You need to be very descriptive about the medical instrumentation entering the ass hole.
You should use something like this someplace in your paper:
"The doctor puts a metal bar and straps it with a leather strap so that the patient doesn't scream during the procedure. The doctor ties the patient down in four point hospital restraints so that the patient doesn't move during the procedure. A thick metal nozzle is thrust into the patient's asshole, and then the machine is turned on, and the poop starts to flow. The patient submits to the procedure because the patient knows it will help. The doctor gets an even longer and thicker nozzle so that more poop can be used to inseminate the patients red and raw ass. The patient tries to move, but the restraints hold him in place and the machines whirrs and start to ejaculate poop into the patient's asshole."
Any topic can be interesting to write about if you use a lot of descriptions of the fun aspects of the procedure.

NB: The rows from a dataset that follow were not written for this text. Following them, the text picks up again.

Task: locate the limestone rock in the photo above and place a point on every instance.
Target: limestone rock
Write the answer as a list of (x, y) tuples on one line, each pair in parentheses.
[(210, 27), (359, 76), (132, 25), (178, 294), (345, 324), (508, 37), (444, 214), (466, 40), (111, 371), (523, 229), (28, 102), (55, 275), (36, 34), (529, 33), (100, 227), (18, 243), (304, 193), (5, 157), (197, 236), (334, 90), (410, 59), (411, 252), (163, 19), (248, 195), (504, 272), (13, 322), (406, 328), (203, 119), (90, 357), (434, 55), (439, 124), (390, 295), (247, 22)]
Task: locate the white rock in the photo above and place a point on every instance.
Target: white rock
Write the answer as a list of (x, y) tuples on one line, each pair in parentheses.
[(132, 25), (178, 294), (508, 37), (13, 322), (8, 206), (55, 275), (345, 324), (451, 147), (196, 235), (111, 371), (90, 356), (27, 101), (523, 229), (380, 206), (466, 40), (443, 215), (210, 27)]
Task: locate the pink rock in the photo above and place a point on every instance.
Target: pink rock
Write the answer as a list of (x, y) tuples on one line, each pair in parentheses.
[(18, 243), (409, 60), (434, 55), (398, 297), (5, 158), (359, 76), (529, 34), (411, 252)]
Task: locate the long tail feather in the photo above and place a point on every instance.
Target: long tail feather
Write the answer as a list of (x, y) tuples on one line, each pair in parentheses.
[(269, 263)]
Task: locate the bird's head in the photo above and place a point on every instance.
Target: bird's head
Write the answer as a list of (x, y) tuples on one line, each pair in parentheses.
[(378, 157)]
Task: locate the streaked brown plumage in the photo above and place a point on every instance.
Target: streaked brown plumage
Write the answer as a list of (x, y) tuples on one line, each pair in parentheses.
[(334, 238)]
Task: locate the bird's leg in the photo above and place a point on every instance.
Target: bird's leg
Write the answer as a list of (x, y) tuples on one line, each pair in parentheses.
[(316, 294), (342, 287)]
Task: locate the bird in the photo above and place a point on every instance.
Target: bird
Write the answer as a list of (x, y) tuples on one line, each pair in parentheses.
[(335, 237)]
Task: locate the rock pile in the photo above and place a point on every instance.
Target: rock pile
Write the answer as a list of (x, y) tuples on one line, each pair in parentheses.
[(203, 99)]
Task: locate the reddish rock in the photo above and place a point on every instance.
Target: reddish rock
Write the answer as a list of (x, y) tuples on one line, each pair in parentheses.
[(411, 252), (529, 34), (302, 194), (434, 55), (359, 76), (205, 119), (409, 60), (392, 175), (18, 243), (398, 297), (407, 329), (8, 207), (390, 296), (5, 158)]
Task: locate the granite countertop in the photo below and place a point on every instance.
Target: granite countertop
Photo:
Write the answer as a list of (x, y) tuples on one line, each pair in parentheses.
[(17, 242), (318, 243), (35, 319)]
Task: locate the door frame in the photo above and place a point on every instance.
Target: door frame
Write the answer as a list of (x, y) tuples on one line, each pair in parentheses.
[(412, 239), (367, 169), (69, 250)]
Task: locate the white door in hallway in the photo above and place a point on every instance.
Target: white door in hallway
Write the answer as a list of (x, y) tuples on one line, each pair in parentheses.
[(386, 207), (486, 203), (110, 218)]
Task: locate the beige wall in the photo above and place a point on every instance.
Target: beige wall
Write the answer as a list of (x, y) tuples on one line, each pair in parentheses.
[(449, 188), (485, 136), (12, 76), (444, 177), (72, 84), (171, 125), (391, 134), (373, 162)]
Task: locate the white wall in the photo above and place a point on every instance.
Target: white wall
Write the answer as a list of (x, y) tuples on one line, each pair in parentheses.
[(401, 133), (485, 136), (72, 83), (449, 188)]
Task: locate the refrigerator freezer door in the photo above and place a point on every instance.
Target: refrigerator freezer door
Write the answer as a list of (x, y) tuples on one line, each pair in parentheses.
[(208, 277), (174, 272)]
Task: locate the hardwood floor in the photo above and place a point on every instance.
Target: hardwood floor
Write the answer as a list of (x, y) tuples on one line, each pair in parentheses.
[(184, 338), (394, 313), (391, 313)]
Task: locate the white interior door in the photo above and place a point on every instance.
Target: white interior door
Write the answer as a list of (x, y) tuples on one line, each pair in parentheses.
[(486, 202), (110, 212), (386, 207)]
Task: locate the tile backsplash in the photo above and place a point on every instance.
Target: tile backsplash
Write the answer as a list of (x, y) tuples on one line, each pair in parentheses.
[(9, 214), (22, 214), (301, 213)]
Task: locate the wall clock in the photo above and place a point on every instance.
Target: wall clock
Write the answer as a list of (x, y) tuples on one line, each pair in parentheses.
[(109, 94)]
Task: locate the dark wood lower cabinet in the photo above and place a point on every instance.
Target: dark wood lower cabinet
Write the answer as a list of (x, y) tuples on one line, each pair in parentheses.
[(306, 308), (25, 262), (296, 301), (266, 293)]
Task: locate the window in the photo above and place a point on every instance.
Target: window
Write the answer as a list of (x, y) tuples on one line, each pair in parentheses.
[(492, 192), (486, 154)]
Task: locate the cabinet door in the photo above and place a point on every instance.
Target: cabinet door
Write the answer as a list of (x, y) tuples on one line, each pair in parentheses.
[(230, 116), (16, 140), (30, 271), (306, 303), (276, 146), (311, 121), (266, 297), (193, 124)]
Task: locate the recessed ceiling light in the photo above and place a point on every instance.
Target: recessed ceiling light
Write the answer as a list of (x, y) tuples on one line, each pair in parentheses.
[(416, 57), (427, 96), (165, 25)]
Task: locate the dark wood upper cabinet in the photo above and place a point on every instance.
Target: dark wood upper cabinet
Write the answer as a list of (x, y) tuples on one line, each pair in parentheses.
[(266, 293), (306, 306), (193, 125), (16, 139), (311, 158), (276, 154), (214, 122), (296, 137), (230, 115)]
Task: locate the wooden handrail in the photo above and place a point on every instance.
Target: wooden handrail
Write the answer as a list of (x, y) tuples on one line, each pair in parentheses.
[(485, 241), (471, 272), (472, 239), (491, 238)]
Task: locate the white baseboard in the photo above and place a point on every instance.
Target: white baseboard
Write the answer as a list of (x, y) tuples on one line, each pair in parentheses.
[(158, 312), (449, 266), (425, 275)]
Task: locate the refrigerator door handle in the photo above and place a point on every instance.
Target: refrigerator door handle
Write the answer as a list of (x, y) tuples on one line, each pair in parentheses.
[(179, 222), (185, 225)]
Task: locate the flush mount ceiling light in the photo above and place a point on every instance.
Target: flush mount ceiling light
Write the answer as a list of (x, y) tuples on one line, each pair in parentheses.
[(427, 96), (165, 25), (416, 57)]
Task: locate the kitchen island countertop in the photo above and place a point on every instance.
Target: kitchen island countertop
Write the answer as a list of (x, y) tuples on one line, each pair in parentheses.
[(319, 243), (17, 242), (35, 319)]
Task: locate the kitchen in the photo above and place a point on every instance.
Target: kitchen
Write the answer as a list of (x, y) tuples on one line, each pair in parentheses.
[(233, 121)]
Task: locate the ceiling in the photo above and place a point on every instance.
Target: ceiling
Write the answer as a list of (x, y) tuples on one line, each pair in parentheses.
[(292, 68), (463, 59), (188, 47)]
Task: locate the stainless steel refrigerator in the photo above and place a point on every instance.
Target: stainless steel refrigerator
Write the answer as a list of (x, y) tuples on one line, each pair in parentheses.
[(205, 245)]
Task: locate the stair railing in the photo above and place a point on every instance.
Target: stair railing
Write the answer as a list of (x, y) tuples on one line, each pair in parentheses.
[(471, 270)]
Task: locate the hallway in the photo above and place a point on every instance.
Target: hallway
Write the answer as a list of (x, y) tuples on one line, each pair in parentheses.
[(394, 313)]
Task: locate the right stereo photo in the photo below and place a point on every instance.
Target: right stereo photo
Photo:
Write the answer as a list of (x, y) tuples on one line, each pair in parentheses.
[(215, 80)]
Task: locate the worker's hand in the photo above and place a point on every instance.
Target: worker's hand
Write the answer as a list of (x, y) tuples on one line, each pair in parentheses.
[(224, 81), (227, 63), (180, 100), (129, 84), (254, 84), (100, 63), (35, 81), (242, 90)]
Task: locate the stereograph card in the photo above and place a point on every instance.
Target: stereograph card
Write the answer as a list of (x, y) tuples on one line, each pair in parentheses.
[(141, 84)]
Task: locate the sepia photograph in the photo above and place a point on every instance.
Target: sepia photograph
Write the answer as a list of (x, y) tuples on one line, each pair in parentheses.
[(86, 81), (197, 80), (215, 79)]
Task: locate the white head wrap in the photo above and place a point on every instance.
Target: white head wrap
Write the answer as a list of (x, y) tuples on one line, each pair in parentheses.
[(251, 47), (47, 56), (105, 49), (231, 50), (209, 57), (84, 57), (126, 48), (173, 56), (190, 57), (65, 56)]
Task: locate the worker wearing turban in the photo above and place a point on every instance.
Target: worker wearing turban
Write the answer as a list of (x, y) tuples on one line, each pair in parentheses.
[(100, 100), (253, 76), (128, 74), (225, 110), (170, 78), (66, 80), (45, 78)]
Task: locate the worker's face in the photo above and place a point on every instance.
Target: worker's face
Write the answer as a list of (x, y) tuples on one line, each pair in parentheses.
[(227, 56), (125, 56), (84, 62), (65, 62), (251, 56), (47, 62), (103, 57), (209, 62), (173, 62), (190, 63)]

You just need to be very descriptive and use a lot of narration to make the assignment fun.
Sadly, most scientists don't know how to write and turn what could be awesome into something boring by using a shitty writing style.
you all write such shit erotica. And even shittier policies and procedures.
"Dr. Rammed Ass enters the room armed with the bite block to prevent unnecessary screaming; he instructs Nurse Boombits (who will be assisting with the procedure) to hold the patient in a safe manner as he applies the 4 point locked restraints, ensuring that he can fit two fingers between the restraints and the patient's limbs. RN Boombits, with gentle pressure inserts the bite block into the patient's oral cavity, inspecting the patient and monitoring their color and tissue perfusion during the procedure. the patient is placed into SIMMS position, laying on their left side, to provide the straightest entry into the anal cavity. The patient will feel some pressure, but Dr. R-A will, with gentle guidance, relieve the pressure as the suppository is inserted, lubed prior to the insertion with water soluble gel. Using the longest digit on his dominant hand DR. R-A will slide the fecal suppository as far back into the anal cavity as is possible, taking care to not perforate the delicate lining of the anus. RN Boombits will provide comfort and assess the patient's tolerance throughout the procedure."
Yeah thats pretty gay and terrible. Fuck you all.